Ciência, divina se o é, que o teósofo Friedrich Christoph Oetinger, no século XVIII, chamou “philosophia sacra”. Filosofia sagrada, salvadora, soteriológica, porque ela tem a virtude de operar metamorphoses, a mutação interior, graças não a um pensamento discursivo mas a uma revelação narrativa das coisas ocultas, uma luz salvífica que aporta vida e alegria, que opera e garante a salvação. Saber o que se é e de onde se vem, já é, por um lado, ser salvo.
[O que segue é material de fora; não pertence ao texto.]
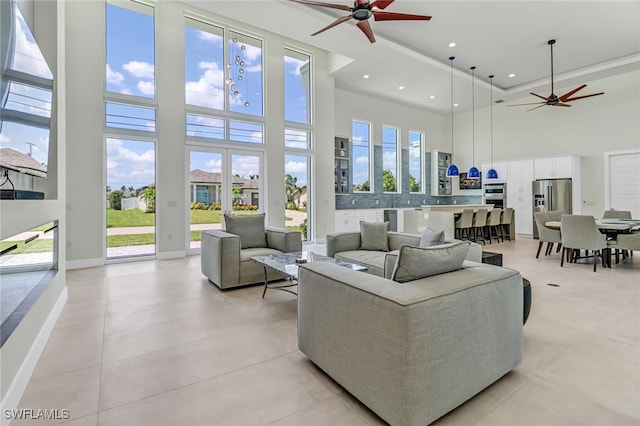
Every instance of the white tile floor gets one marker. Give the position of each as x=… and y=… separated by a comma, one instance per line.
x=154, y=343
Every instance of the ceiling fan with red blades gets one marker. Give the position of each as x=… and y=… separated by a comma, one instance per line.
x=362, y=11
x=554, y=100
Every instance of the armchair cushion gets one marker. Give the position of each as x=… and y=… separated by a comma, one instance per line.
x=249, y=228
x=419, y=262
x=374, y=236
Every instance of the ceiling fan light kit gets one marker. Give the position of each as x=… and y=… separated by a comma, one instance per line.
x=361, y=11
x=553, y=99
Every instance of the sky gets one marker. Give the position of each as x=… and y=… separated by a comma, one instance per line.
x=27, y=58
x=130, y=70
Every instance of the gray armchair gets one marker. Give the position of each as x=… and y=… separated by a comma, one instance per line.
x=226, y=260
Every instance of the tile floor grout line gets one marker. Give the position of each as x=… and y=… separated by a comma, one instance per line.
x=195, y=383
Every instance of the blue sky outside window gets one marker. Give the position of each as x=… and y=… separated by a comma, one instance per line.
x=130, y=50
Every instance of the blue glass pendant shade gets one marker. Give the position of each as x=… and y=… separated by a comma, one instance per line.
x=452, y=171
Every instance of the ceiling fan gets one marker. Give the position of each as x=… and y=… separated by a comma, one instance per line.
x=363, y=10
x=554, y=100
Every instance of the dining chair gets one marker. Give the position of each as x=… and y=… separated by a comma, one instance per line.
x=505, y=223
x=464, y=223
x=493, y=223
x=616, y=214
x=579, y=232
x=546, y=235
x=479, y=223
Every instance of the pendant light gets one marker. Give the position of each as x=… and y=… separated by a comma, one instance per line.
x=492, y=173
x=474, y=173
x=452, y=170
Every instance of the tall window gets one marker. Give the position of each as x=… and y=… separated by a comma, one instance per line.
x=390, y=144
x=416, y=161
x=244, y=74
x=297, y=84
x=204, y=65
x=361, y=155
x=130, y=49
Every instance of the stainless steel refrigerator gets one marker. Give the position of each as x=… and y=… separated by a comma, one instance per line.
x=551, y=194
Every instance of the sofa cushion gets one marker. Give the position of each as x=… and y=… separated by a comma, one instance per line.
x=432, y=237
x=373, y=236
x=373, y=260
x=419, y=262
x=250, y=229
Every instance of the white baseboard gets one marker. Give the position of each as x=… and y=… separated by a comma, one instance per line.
x=171, y=255
x=19, y=384
x=84, y=263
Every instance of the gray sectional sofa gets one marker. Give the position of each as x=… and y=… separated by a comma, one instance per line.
x=411, y=351
x=346, y=246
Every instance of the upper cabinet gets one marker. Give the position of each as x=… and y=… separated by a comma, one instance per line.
x=556, y=167
x=500, y=167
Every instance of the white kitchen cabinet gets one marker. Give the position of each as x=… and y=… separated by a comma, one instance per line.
x=501, y=167
x=519, y=194
x=556, y=167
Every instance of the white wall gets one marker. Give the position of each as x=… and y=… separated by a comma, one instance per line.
x=589, y=128
x=21, y=350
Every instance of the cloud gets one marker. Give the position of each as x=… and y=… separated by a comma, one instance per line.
x=208, y=90
x=140, y=69
x=296, y=65
x=114, y=77
x=214, y=165
x=389, y=160
x=27, y=55
x=146, y=87
x=130, y=163
x=362, y=160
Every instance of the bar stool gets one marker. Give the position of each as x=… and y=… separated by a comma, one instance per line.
x=505, y=223
x=493, y=223
x=464, y=223
x=479, y=222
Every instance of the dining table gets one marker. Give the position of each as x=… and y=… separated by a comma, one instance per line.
x=609, y=226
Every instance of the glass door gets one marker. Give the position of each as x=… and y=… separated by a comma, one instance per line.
x=131, y=197
x=221, y=181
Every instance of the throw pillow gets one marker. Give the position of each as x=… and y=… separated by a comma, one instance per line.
x=249, y=228
x=373, y=236
x=419, y=262
x=432, y=237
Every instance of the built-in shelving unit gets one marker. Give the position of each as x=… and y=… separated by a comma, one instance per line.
x=342, y=168
x=440, y=183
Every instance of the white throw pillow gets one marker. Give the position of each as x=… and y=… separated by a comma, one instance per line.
x=419, y=262
x=373, y=236
x=432, y=237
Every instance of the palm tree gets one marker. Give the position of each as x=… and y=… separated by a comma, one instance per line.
x=290, y=187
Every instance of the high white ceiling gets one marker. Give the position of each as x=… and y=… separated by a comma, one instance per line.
x=594, y=39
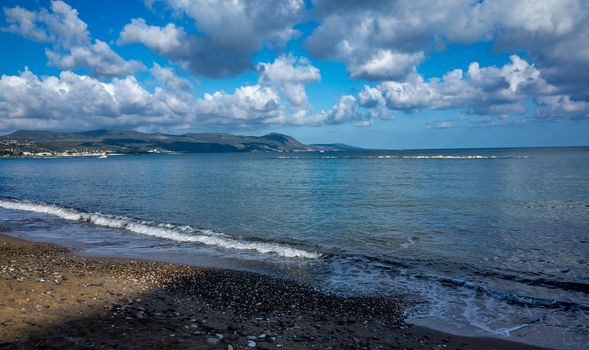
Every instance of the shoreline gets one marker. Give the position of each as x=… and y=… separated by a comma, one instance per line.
x=52, y=298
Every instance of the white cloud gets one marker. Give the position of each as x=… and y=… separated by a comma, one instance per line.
x=165, y=41
x=386, y=40
x=78, y=101
x=289, y=74
x=70, y=39
x=231, y=32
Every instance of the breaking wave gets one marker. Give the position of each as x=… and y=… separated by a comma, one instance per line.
x=180, y=233
x=405, y=157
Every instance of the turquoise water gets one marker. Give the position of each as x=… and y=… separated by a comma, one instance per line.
x=491, y=242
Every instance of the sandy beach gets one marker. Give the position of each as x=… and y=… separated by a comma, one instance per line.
x=50, y=298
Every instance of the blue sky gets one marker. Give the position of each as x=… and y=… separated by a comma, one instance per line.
x=383, y=74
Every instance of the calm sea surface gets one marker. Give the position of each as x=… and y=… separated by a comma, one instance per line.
x=491, y=242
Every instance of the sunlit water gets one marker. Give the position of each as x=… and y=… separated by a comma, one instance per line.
x=491, y=242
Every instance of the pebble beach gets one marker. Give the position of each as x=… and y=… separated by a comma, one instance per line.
x=52, y=299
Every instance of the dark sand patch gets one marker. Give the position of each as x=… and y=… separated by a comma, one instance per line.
x=52, y=299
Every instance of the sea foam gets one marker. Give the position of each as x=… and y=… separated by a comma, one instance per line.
x=178, y=233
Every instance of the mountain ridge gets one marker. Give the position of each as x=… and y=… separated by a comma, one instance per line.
x=128, y=141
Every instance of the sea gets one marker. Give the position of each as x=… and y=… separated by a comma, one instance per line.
x=479, y=242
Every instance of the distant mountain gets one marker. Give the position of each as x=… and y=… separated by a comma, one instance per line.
x=122, y=141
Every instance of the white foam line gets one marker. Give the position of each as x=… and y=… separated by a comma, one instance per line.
x=167, y=231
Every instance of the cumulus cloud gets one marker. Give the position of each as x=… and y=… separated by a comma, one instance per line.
x=71, y=47
x=495, y=93
x=386, y=40
x=230, y=33
x=78, y=101
x=289, y=75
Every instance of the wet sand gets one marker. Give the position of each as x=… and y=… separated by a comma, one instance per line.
x=52, y=299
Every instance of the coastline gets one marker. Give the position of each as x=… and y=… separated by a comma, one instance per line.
x=51, y=298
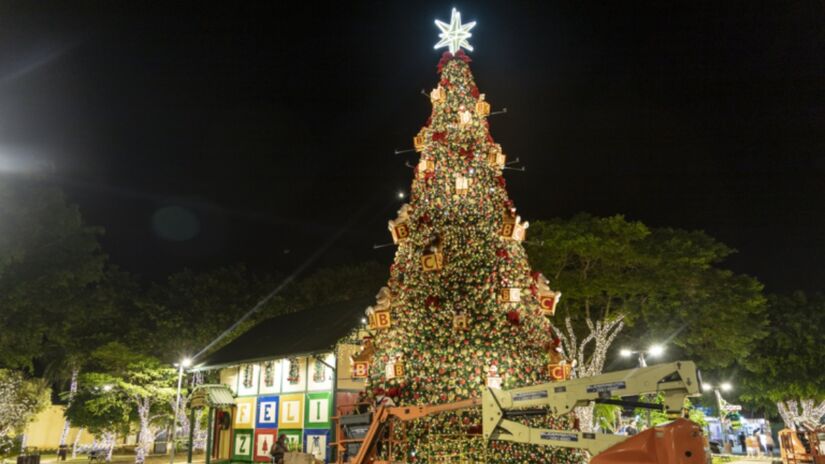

Conhecimento não teórico, mas operativo, e que por esta razão transforma o sujeito conhecedor — assim com a alquimia é menos a transmutação material que a transformação do Adepto ele mesmo.
Atividade intelectual e espiritual, a teosofia permite ter acesso a um modo de conhecimento particular, a gnose (do grego Gnôsis, “conhecimento”). Inversamente, esta estimula e fecunda a reflexão teosófica. De maneira diferente do conhecimento científico ou “racional” (que, de resto, ela não exclui e sim utiliza), a gnose é um “saber” totalizante, uma captação das relações fundamentais, mas menos aparentes ou menos evidentes, que existiriam entre os vários níveis de realidade, por exemplo, entre Deus, o homem e o universo. Ela é ou esse próprio saber, ou a intuição e a certeza de possuir um método que permite ter acesso a tal conhecimento. Esse projeto é mais totalizante do que a metafísica do tipo aristotélico porque visa integrar o eu e a relação do sujeito com o eu, assim como o mundo exterior inteiro, numa visão unitária da realidade. A uma metafísica estática do ser, a gnose opõe desse modo uma dinâmica e uma genética. A gnose das correntes esotéricas possui dois traços bem característicos. Por um lado, abole a distinção entre fé e conhecimento (a fé não é mais necessária, a partir do momento em que se “sabe”); por outro, supostamente possui uma função soteriológica, isto é, contribui para a salvação individual daquele que a pratica. O termo “gnose” serve para designar tanto essa própria atitude espiritual e intelectual quanto os corpus de referência que a ilustram. Um deles constitui um conjunto muito específico, o gnosticismo, corrente religiosa que surgiu dentro do cristianismo dos primeiros séculos de nossa era (com Basilides, Valentino, Marcion etc). Uma das principais originalidades dessa corrente é o dualismo ontológico absoluto (rejeição do mundo criado, considerado mau), professado por muitos de seus representantes e que as gnoses dos esoterismos ocidentais ulteriores praticamente não levarão em conta — mas que mais tarde irá ressurgir nos movimentos religiosos não especificamente esotéricos, como o bogomilismo búlgaro e o catarismo. O termo “gnose” no singular (a gnose) é muitas vezes empregado como sinônimo de “gnosticismo”, de modo que por vezes se comete o erro de identificar qualquer gnose a essa corrente particular.